Doherty, on the other hand, seems to be travelling the Iggy Pop route. The Ig's reputation for widescreen debauchery preceded his acceptance as a punk grandmaster: indeed, it actively contributed to his legend. Ditto many others, variously dead, alive or somewhere in between: Syd Barrett, Ozzy Osbourne, Jim Morrison, Lou Reed, Jimi Hendrix, Charlie Parker, Sly Stone. However, the hardest trick to pull off is to get loaded beyond human comprehension - and still function well enough to get the job done.

In a sense, Doherty is doing that: Babyshambles and The Libertines are up for awards from the NME, and the man himself is in the running for both Best and Worst-Dressed Man and Hero and Villain of the Year. The magazine has already hailed him as the coolest man in the country. But why? The question needs to be answered by another: what are pop idols for?

Music biz apparatchiks see them as an effective method of separating kids from their pocket money. For the media, they're a source of news, gossip and all manner of sensationalist trivia. For the fan, the idol is either an object of desire or, more significantly, an external manifestation of your real, true self. Only Kurt Cobain or Richey Edwards understood how unhappy you were. Only Sinead O'Connor or Eminem were as angry as you. Only Marilyn Manson knows how grotesque the world is (and how grotesque you feel). Only you can make Robbie Williams truly happy. Only you could have convinced Boy George that sex was more fun than a nice cup of tea. The conventional teen idol functions as love object or role model, but the most interesting ones tend to be damage cases of one kind or another.

Sometimes, the more messed-up teen idols seem to be, the more effective they are. It is a truism that teenagers don't always focus their adoration on artists of whom their parents would approve, but they also don't always respond to the kind of human offerings with whom the music industry's Fat Controllers feel most comfortable. The platonic ideal of the corporate pop idol is clean, pretty, biddable. They won't do anything to disrupt the career plan or cash flow. In other words they're not Pete Doherty.

He is a major talent whose life and career are utterly, publicly out of control. All that is needed now is for someone to figure out how to make serious money out of him. Maybe that could even be Doherty himself.

Charles Shaar Murray has interviewed or written about everyone who was ever any good in rock and roll

THE FAN

'You can't get annoyed at him'

Alison Kiely, 26

I was first aware of The Libertines in 2002. I've seen them play a ridiculous amount, at one point it was every week. I've heard about people rioting at a Babyshambles concert recently when he didn't appear but that 'will he, won't he' was part of the experience for us.

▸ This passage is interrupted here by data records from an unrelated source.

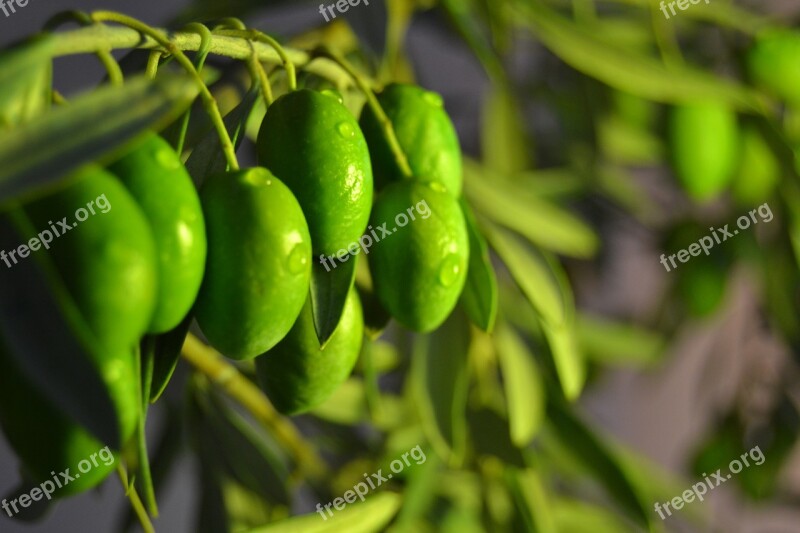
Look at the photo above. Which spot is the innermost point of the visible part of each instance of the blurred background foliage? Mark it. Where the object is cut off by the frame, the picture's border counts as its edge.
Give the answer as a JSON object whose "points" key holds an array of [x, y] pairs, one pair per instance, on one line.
{"points": [[573, 197]]}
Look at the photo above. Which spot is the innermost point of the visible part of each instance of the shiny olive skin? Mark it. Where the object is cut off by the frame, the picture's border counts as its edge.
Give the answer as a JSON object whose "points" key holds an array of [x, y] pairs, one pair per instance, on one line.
{"points": [[297, 375], [312, 143], [156, 178], [258, 266]]}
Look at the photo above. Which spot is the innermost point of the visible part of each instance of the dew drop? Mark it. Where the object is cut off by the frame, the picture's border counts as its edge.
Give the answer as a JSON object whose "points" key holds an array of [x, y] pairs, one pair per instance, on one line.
{"points": [[166, 159], [450, 270], [336, 95], [346, 130], [435, 99], [298, 258]]}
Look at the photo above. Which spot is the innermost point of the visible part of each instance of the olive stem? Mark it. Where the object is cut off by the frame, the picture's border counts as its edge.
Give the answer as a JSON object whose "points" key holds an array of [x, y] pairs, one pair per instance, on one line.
{"points": [[372, 101], [257, 36], [223, 374], [136, 503], [209, 103]]}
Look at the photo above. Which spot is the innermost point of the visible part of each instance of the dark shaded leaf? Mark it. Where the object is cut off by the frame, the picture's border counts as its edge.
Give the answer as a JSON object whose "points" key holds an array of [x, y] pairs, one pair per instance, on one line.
{"points": [[38, 154], [329, 289], [479, 297], [47, 337]]}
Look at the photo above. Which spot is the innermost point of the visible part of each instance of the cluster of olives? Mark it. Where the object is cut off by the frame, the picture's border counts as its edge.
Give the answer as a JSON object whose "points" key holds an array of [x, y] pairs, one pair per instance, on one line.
{"points": [[712, 151], [238, 257]]}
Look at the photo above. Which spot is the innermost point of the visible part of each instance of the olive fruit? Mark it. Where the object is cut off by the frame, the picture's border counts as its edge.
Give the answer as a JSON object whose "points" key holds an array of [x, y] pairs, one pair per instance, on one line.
{"points": [[153, 173], [107, 261], [297, 375], [45, 439], [772, 63], [313, 144], [704, 141], [425, 134], [419, 266], [758, 170], [258, 267]]}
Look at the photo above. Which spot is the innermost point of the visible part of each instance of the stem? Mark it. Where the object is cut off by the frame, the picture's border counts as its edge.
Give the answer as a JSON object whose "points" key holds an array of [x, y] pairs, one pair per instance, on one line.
{"points": [[209, 103], [258, 36], [90, 39], [372, 101], [136, 503], [223, 374]]}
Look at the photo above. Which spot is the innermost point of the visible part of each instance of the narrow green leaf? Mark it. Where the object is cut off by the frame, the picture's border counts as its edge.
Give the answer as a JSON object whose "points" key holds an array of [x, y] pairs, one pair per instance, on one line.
{"points": [[39, 153], [573, 516], [26, 73], [329, 289], [567, 359], [525, 395], [47, 338], [513, 206], [581, 441], [479, 297], [439, 385], [629, 71], [370, 516], [614, 343], [167, 352], [531, 273], [506, 146], [531, 498], [207, 157]]}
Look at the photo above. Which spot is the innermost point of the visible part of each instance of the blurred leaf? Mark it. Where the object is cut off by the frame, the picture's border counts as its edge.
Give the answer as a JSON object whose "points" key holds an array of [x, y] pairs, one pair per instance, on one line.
{"points": [[167, 352], [491, 435], [573, 516], [541, 222], [47, 337], [26, 72], [567, 359], [581, 442], [218, 431], [207, 157], [629, 71], [525, 393], [440, 379], [609, 342], [531, 498], [531, 273], [479, 297], [369, 516], [39, 153], [329, 290], [506, 146]]}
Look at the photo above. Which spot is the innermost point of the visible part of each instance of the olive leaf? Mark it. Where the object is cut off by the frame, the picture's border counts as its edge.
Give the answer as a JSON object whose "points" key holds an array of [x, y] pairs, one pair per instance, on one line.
{"points": [[479, 297], [439, 385], [370, 516], [525, 393], [574, 436], [329, 290], [38, 154], [26, 73], [530, 495], [166, 353], [630, 71], [513, 205], [46, 336], [207, 157]]}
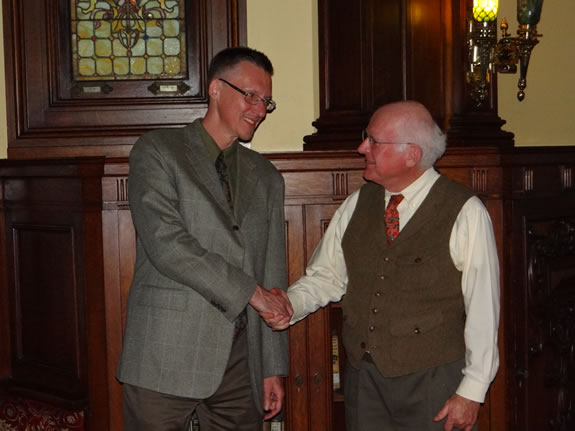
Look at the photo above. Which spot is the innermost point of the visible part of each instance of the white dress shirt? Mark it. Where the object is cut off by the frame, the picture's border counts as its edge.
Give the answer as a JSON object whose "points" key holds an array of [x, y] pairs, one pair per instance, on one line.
{"points": [[474, 253]]}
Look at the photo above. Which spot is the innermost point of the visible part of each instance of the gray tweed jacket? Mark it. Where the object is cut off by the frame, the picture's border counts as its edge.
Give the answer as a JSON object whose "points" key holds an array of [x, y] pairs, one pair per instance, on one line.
{"points": [[197, 265]]}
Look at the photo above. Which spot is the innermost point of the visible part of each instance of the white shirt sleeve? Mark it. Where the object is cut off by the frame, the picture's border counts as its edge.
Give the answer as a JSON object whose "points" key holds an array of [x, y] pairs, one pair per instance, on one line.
{"points": [[325, 279], [474, 252]]}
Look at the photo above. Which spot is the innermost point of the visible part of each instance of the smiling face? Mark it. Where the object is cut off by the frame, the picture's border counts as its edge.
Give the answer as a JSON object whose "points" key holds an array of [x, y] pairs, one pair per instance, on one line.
{"points": [[389, 159], [230, 117]]}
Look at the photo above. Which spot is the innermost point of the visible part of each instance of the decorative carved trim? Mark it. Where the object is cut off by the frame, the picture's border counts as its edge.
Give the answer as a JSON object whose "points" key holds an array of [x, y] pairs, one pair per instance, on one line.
{"points": [[169, 89], [340, 184], [551, 311], [91, 89], [566, 173], [479, 180], [122, 189], [528, 178]]}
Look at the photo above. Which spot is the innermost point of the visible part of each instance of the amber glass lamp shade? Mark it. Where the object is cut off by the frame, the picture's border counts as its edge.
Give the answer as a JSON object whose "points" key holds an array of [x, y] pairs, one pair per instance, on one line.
{"points": [[529, 11], [485, 10]]}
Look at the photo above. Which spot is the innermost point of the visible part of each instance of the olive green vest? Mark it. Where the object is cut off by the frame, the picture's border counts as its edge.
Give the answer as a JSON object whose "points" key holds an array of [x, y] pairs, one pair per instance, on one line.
{"points": [[404, 303]]}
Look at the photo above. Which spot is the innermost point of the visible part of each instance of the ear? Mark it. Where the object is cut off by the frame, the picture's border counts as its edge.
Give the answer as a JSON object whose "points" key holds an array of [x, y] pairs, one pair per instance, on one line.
{"points": [[214, 88], [413, 156]]}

Pete is a lovely bloke who is very genuine and always has time for you, so you can't get annoyed at his behaviour. I remember a gig at the Hope and Anchor in Islington, September 2003, two days before he went to prison. He asked me if I wanted a drink and then realised he had no money, so I ended up buying both. Then he went to prison for two months, and the next time I saw him was at a gig in his house. He came up to me and apologised for not having the money.

Obviously when he started charging £10 to hear a gig in his house we all realised pretty quickly what the money was going towards. It was a bit of a conflict, because while I knew what he was doing, not many bands are prepared to play amazingly for hours in their own home. I suppose he does glamourise drugs a bit and he's a hero to so many because of his music, but everyone can see what he's doing to his life. We watched the interview he gave on Newsnight and my flatmates were crying. He's only 25, hugely talented, and he knows he's risking his life.